The load factor of a table is defined as a = (number of elts in table) / (size of table)

a = 1 means the table is full, a = 0 means it is empty.

Larger values of a lead to more collisions.

(Note that with external chaining, it is possible to have a > 1).

The following table summarizes the performance of our collision resolution techniques in searching for an element. The value in each slot represents the average number of compares necessary for the search. The first column represents the number of compares if the search is ultimately unsuccessful, while the second represents the case when the item is found:

**Complexity of hashing operations when table has load factor a**
Strategy	Unsuccessful	Successful
Linear rehashing	1/2 (1+ 1/(1-a)²)	1/2 (1+ 1/(1-a))
Double hashing	1/(1-a)	- (1/a) x log(1-a)
External hashing	a+e^a	1 + 1/2 a

The main point to note is that the time for linear rehashing goes up dramatically as a approaches 1.

Double hashing is similar, but not so bad, whereas external increases not very rapidly at all (linearly).

In particular, if a = .9, we get

**Complexity of hashing operations when table has load factor .9**
Strategy	Unsuccessful	Successful
Linear rehashing	55	11/2
Double hashing	10	~ 4
External hashing	3	1.45

The differences become greater with heavier loading.

The space requirements (in words of memory) are roughly the same for both techniques:

TableSize + n (Objectsize) --- open addressing
TableSize + n (Objectsize + 1) --- external chaining

but external chaining is happier with smaller table (i.e., higher loading factor)

General rule of thumb: small elts, small load factor, use open addressing.

If large elts then external chaining gives good performance at a small cost in space.

Dictionaries

A dictionary or table represents a way of looking up items via key-value associations. The key difference between a map and a dictionary is that a dictionary may have multiple entries with the same key.

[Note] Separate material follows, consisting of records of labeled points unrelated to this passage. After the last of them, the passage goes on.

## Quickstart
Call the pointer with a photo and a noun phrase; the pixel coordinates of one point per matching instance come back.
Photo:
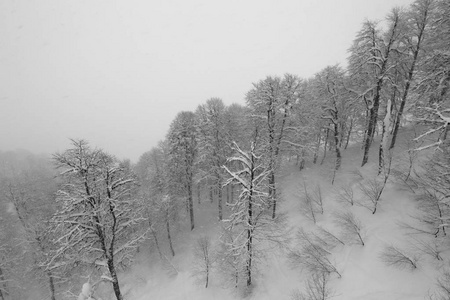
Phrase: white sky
(117, 72)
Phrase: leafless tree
(203, 259)
(393, 256)
(346, 194)
(100, 215)
(317, 288)
(312, 255)
(351, 227)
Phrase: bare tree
(372, 190)
(346, 194)
(312, 255)
(351, 227)
(100, 217)
(393, 256)
(203, 259)
(182, 150)
(317, 288)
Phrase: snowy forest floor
(364, 275)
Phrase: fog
(117, 72)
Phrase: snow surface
(364, 275)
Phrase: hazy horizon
(116, 74)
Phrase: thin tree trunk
(168, 233)
(2, 278)
(155, 238)
(325, 146)
(51, 284)
(338, 152)
(211, 195)
(349, 133)
(273, 192)
(199, 188)
(115, 281)
(191, 206)
(410, 75)
(316, 152)
(219, 196)
(232, 193)
(384, 136)
(302, 161)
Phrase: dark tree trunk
(232, 193)
(169, 237)
(302, 160)
(191, 206)
(349, 133)
(316, 152)
(115, 281)
(219, 196)
(4, 288)
(325, 146)
(373, 118)
(211, 195)
(273, 193)
(199, 189)
(51, 285)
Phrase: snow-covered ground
(364, 275)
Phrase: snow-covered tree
(369, 67)
(270, 102)
(27, 189)
(417, 22)
(250, 221)
(99, 220)
(182, 149)
(212, 142)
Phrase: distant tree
(100, 216)
(418, 19)
(27, 187)
(182, 149)
(393, 256)
(432, 107)
(249, 213)
(213, 145)
(336, 102)
(369, 66)
(203, 259)
(270, 102)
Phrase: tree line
(91, 214)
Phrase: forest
(75, 224)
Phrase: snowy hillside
(363, 272)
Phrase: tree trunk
(168, 233)
(115, 281)
(373, 118)
(316, 152)
(155, 238)
(4, 288)
(211, 195)
(219, 198)
(325, 146)
(384, 137)
(232, 193)
(302, 160)
(191, 206)
(51, 285)
(199, 188)
(349, 133)
(272, 192)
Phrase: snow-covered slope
(364, 274)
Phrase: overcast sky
(117, 72)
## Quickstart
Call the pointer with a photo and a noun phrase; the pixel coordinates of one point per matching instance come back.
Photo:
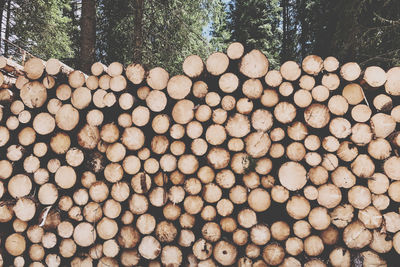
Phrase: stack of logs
(230, 164)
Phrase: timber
(228, 163)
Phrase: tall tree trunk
(88, 34)
(285, 30)
(304, 28)
(138, 31)
(2, 4)
(7, 26)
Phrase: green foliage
(42, 27)
(220, 30)
(171, 31)
(256, 24)
(368, 32)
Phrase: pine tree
(88, 35)
(256, 24)
(42, 27)
(170, 31)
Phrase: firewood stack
(228, 164)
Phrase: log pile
(230, 163)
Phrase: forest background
(163, 32)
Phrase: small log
(307, 82)
(290, 71)
(273, 78)
(157, 78)
(374, 76)
(34, 68)
(254, 64)
(217, 63)
(54, 67)
(98, 68)
(11, 67)
(350, 71)
(312, 64)
(193, 66)
(135, 73)
(235, 50)
(76, 79)
(392, 85)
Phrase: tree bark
(2, 5)
(138, 32)
(7, 26)
(88, 34)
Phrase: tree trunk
(88, 34)
(7, 26)
(138, 32)
(2, 5)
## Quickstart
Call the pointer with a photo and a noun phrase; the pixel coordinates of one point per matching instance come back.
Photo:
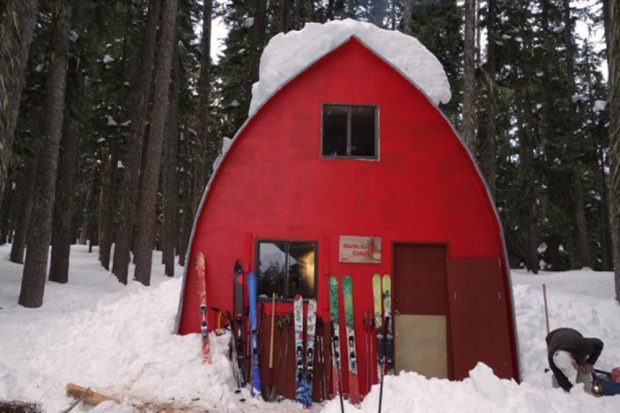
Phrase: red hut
(350, 169)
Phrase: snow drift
(289, 54)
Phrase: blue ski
(256, 391)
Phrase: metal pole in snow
(546, 310)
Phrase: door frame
(446, 245)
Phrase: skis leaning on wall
(237, 325)
(202, 301)
(378, 300)
(389, 335)
(334, 328)
(310, 336)
(347, 292)
(255, 376)
(298, 317)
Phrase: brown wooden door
(420, 309)
(479, 319)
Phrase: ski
(298, 316)
(378, 299)
(233, 355)
(310, 338)
(237, 330)
(334, 327)
(202, 301)
(389, 336)
(347, 293)
(255, 376)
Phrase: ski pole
(382, 367)
(336, 357)
(546, 311)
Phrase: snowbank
(289, 54)
(119, 340)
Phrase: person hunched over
(571, 357)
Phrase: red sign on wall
(366, 250)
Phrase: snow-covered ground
(118, 340)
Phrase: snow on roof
(289, 54)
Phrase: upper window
(350, 131)
(286, 268)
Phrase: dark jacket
(584, 350)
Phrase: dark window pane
(363, 131)
(301, 269)
(272, 269)
(335, 130)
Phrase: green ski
(347, 292)
(378, 299)
(389, 336)
(335, 339)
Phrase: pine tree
(145, 239)
(16, 30)
(35, 267)
(131, 178)
(613, 46)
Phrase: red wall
(273, 184)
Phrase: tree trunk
(379, 9)
(131, 178)
(206, 144)
(16, 31)
(606, 244)
(62, 234)
(148, 193)
(186, 219)
(35, 267)
(106, 204)
(583, 254)
(487, 146)
(614, 134)
(529, 210)
(7, 208)
(25, 212)
(469, 81)
(171, 190)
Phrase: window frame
(349, 106)
(288, 242)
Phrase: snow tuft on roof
(289, 54)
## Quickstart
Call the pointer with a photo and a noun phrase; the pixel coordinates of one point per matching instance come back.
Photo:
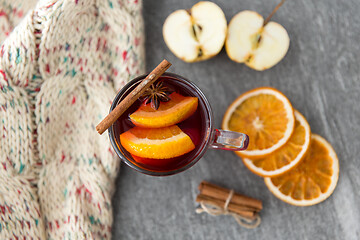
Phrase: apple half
(249, 41)
(196, 34)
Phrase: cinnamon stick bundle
(212, 194)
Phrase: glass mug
(199, 126)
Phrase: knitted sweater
(59, 71)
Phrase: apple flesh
(249, 41)
(196, 34)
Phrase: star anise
(155, 94)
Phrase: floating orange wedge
(266, 116)
(169, 113)
(158, 143)
(286, 157)
(312, 180)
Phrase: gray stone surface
(321, 76)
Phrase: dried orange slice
(287, 156)
(169, 113)
(313, 180)
(266, 116)
(160, 143)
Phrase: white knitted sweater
(60, 69)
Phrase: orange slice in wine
(156, 143)
(169, 113)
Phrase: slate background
(320, 75)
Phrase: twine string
(217, 211)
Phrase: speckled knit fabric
(60, 69)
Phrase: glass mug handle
(229, 140)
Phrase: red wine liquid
(195, 127)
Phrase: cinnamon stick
(216, 192)
(238, 209)
(132, 96)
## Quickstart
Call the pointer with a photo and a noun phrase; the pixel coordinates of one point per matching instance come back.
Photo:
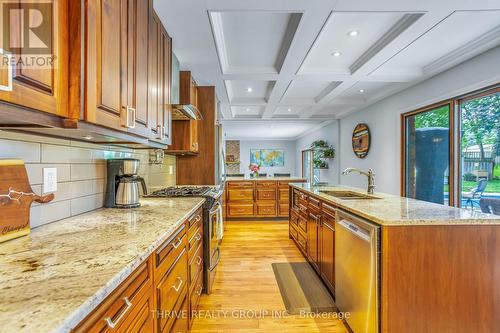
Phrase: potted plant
(254, 169)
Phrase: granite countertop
(247, 178)
(53, 278)
(392, 210)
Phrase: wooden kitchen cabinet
(43, 88)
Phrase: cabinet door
(43, 85)
(312, 239)
(137, 65)
(327, 261)
(106, 59)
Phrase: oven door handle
(211, 268)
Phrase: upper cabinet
(160, 78)
(36, 77)
(116, 70)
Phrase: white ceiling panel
(335, 51)
(248, 91)
(244, 41)
(462, 35)
(308, 91)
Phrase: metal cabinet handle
(129, 117)
(110, 322)
(178, 287)
(179, 241)
(8, 87)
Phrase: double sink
(349, 195)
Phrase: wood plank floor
(245, 290)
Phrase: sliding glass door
(480, 151)
(428, 157)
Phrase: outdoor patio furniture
(475, 193)
(490, 205)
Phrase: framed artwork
(361, 140)
(268, 157)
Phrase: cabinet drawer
(168, 253)
(266, 184)
(284, 209)
(122, 305)
(266, 194)
(195, 295)
(240, 194)
(181, 324)
(283, 194)
(266, 209)
(314, 204)
(240, 184)
(171, 288)
(194, 219)
(195, 265)
(301, 240)
(302, 222)
(240, 210)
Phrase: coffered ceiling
(294, 59)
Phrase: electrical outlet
(49, 180)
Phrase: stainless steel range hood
(181, 110)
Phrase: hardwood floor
(245, 290)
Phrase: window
(429, 136)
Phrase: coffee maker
(122, 188)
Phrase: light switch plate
(49, 180)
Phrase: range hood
(183, 94)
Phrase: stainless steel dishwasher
(357, 271)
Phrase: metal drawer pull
(179, 286)
(110, 322)
(179, 241)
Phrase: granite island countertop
(53, 278)
(392, 210)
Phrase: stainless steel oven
(214, 230)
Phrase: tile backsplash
(81, 171)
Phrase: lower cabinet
(162, 293)
(312, 227)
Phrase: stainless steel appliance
(357, 252)
(213, 224)
(122, 188)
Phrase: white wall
(383, 118)
(329, 133)
(287, 145)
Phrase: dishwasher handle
(356, 230)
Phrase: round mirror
(361, 140)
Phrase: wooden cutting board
(16, 197)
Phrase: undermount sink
(349, 195)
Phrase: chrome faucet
(370, 174)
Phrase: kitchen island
(434, 268)
(55, 278)
(257, 197)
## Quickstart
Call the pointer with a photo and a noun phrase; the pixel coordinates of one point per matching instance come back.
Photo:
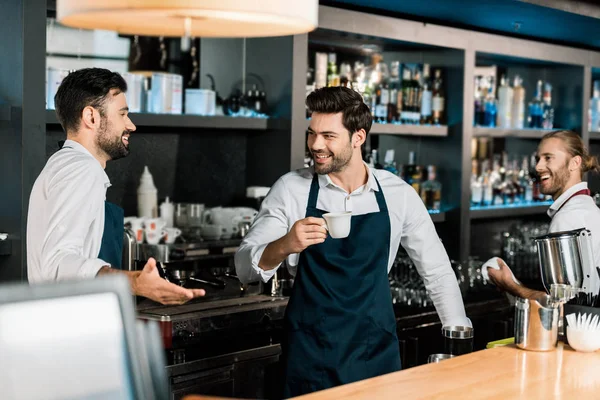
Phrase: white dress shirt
(579, 212)
(410, 222)
(65, 221)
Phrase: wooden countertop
(501, 373)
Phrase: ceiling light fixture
(198, 18)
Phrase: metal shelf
(190, 121)
(438, 217)
(479, 131)
(516, 210)
(409, 130)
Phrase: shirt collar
(562, 199)
(81, 149)
(325, 180)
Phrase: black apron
(111, 249)
(340, 320)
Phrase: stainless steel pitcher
(536, 324)
(564, 257)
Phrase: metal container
(54, 78)
(564, 256)
(167, 93)
(435, 358)
(536, 324)
(458, 340)
(135, 91)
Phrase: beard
(110, 144)
(559, 179)
(337, 162)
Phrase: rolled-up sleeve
(270, 224)
(424, 247)
(75, 197)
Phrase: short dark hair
(332, 100)
(82, 88)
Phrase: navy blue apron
(340, 323)
(111, 249)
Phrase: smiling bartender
(72, 233)
(340, 321)
(562, 161)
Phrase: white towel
(493, 263)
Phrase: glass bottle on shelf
(395, 92)
(437, 102)
(480, 91)
(505, 99)
(594, 117)
(490, 109)
(333, 78)
(518, 105)
(415, 115)
(431, 190)
(412, 172)
(476, 185)
(536, 109)
(426, 97)
(407, 90)
(548, 110)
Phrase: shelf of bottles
(506, 188)
(502, 110)
(422, 178)
(405, 97)
(594, 111)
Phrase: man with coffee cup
(340, 320)
(72, 233)
(562, 161)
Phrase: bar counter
(501, 373)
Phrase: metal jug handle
(587, 251)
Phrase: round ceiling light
(198, 18)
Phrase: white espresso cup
(170, 234)
(154, 229)
(338, 224)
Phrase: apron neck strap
(314, 194)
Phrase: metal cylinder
(536, 324)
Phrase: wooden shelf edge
(512, 211)
(192, 121)
(479, 131)
(409, 130)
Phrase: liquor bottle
(415, 115)
(594, 117)
(407, 91)
(518, 106)
(412, 172)
(395, 92)
(536, 109)
(476, 185)
(526, 181)
(505, 99)
(490, 109)
(437, 105)
(548, 110)
(333, 78)
(479, 103)
(426, 97)
(431, 190)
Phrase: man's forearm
(132, 275)
(273, 255)
(526, 293)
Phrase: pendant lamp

public interface Dictionary<K,V> {

  /** Returns the number of entries in the dictionary. */
  public int size();

  /** Returns whether the dictionary is empty. */
  public boolean isEmpty();

  /** Returns an entry containing the given key, or null if
   * no such entry exists. */
  public Entry<K,V> find(K key) 	
    throws InvalidKeyException;

  /** Returns an iterator containing all the entries containing the
   * given key, or an empty iterator if no such entries exist. */
  public Iterable<Entry<K,V>> findAll(K key) 
    throws InvalidKeyException;

  /** Inserts an item into the dictionary.  Returns the newly created
   * entry. */
  public Entry<K,V> insert(K key, V value)  
    throws InvalidKeyException;

  /** Removes and returns the given entry from the dictionary. */
  public Entry<K,V> remove(Entry<K,V> e) 		
    throws InvalidEntryException;

  /** Returns an iterator containing all the entries in the dictionary. */
  public Iterable<Entry<K,V>> entries(); 
}

Hash tables make all of these operations simple except entries() as you will need to search through the whole table to find the non-null entries. Therefore O(N) where N is the size of the table. All others should be O(1), but can be as bad as O(n) if you have a bad hash code.

Binary search trees

Discussed binary search trees earlier.

Definition: A binary tree is a binary search tree iff it is empty or if the value of every node is both greater than or equal to every value in its left subtree and less than or equal to every value in its right subtree.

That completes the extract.